The foot traffic had slowed, the faces around her changing, becoming grim. She’d ignored them, preferring to look at the back of her eyelids rather than see the mixture of pity and scientific interest. So she pretended to doze when guards had entered the room to stand silently by the door.
It had been all downhill from then. Medical personnel had given way to lead scientists. By the time the virus had begun to chew at her insides, turning her guts into a seething mass of fiery snakes, she’d gone from a patient to a subject.
And she’d been a subject ever since.
The slump of her prisoner’s body brought her back to the present. Trying to be gentle, she kept an eye out for movement as she withdrew the needle. He might be sedated but her words to Wilson held true. Out of it or not, he was still a Lycan. While he drew breath, he’d be dangerous. It was dark in the back of the transporter but that made no difference. She could see just as well in pitch black as in daylight.
He didn’t move. His tall, leanly-muscled body was lax and at her mercy as she pulled the sharp point from his flesh. Only the smallest curl of his lip indicated he’d felt her movement. She wasn’t naive enough to believe he was unconscious. Instead, she knew the battle was focused inward, on the drugs racing through his system.
She sat back on her heels and resisted the urge to make comforting noises. What was the point? She was transporting him to base, and the Project knew he’d been holding out on them. The best he could expect was intense interrogation, Project style. Which meant they’d beat the shit out of him while his animal was locked down with silver. The worst was a silver bullet to the back of the head, and then an unmarked grave out in the desert somewhere.
No noble end for a Project soldier.
Her own grave would be out there.
She bagged the used needle with quick movements. No sense in taking chances. Grimly, she ignored the bead of blood which detached itself from the injection site and rolled down his arm. A big, fat ball, bright and luscious. Like a cherry just waiting for her to take a bite. No matter how much she needed to feed, no matter how good that drop of blood smelled, she couldn’t. Had he been human—one of her men—then yes. She’d have been all over him like a bad rash. Wrapped herself around him and rubbed her body against his before sinking her fangs into the thick vein at his throat.
He’d taste good. She knew he would. Despite the fact he was Lycan, his scent continued to taunt and tease. Her lips compressed and she shifted on the hard floor to stop the checker plate from biting into her knees. She should have worn knee pads. But no one had told her she’d be in the back of one of the transporters, shooting up a captured Lycan.
The movement had her brushing against his leg, and his scent billowed up like a sheet to wrap her in its embrace. Reaching deep inside her to reawaken the interest she’d thought dead, like her humanity. An interest she didn’t want to have to deal with at the moment. Not with the possibility of a cure almost within reach.
Shaking her head to banish the maddening scent, she tucked the yellow sharps disposal bag into a side pocket on the med-kit. Leaving the main compartment open, she shifted the kit to the other side of the truck bed. Always aware, even a slight flinch from the guy spread out over the cold metal floor got her instant attention.
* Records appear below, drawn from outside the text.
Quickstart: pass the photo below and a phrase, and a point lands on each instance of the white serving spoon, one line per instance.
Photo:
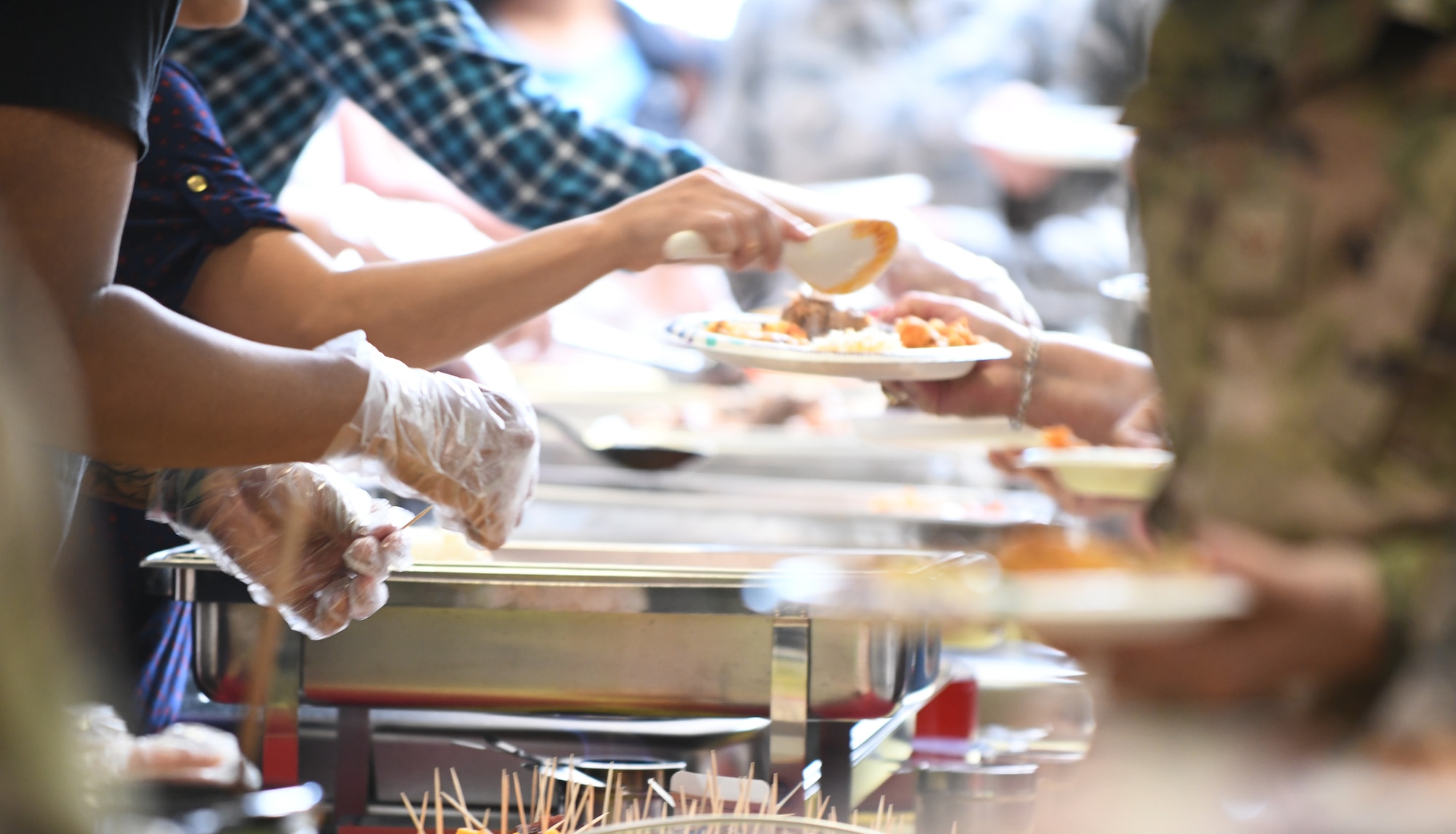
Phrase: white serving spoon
(838, 258)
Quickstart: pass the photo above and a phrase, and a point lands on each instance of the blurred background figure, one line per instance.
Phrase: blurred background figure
(818, 91)
(605, 60)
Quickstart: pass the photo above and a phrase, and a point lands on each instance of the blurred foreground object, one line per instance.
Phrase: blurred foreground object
(36, 401)
(181, 755)
(1297, 204)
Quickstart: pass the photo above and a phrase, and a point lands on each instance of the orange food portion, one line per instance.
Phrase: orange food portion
(780, 331)
(1049, 549)
(1061, 437)
(917, 333)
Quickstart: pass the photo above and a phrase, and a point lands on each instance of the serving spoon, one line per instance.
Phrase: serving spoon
(631, 456)
(838, 258)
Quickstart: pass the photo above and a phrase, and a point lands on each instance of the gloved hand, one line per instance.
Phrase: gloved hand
(305, 539)
(181, 755)
(467, 449)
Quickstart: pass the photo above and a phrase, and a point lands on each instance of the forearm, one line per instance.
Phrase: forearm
(1087, 385)
(165, 391)
(124, 485)
(270, 289)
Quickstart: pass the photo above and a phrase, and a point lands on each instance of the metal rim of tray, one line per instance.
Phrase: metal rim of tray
(191, 557)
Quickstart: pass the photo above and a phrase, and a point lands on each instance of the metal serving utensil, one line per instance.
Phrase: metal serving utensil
(641, 458)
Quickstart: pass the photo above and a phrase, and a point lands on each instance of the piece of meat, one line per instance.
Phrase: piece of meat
(819, 317)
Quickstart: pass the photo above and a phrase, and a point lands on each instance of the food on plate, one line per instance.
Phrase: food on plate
(781, 333)
(1033, 549)
(867, 341)
(819, 317)
(819, 324)
(1061, 437)
(911, 501)
(917, 333)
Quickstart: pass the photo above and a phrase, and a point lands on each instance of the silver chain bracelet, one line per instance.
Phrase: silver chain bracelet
(1033, 354)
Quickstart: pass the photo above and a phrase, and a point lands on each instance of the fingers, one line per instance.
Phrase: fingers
(745, 228)
(366, 557)
(368, 596)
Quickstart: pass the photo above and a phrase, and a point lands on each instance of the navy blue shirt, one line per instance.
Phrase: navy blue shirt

As she watched, his muscles bunched and twitched, and his eyes rolled into the back of his head, like a dog in the middle of a running dream. But she knew better. This was no dream. Snarls slipped from his mouth as he fought the drugs, the corners of his lips curled back to reveal canines sharp enough to rival hers.
Her heart skipped a beat and sped up. Energy punched through her system. Should she load up a second shot? He looked asleep now but Lycans could be unpredictable. One moment they’d be so far under that the sandman would have trouble finding them, and the next wide awake and ready to go toe–to-toe with anything standing in their way.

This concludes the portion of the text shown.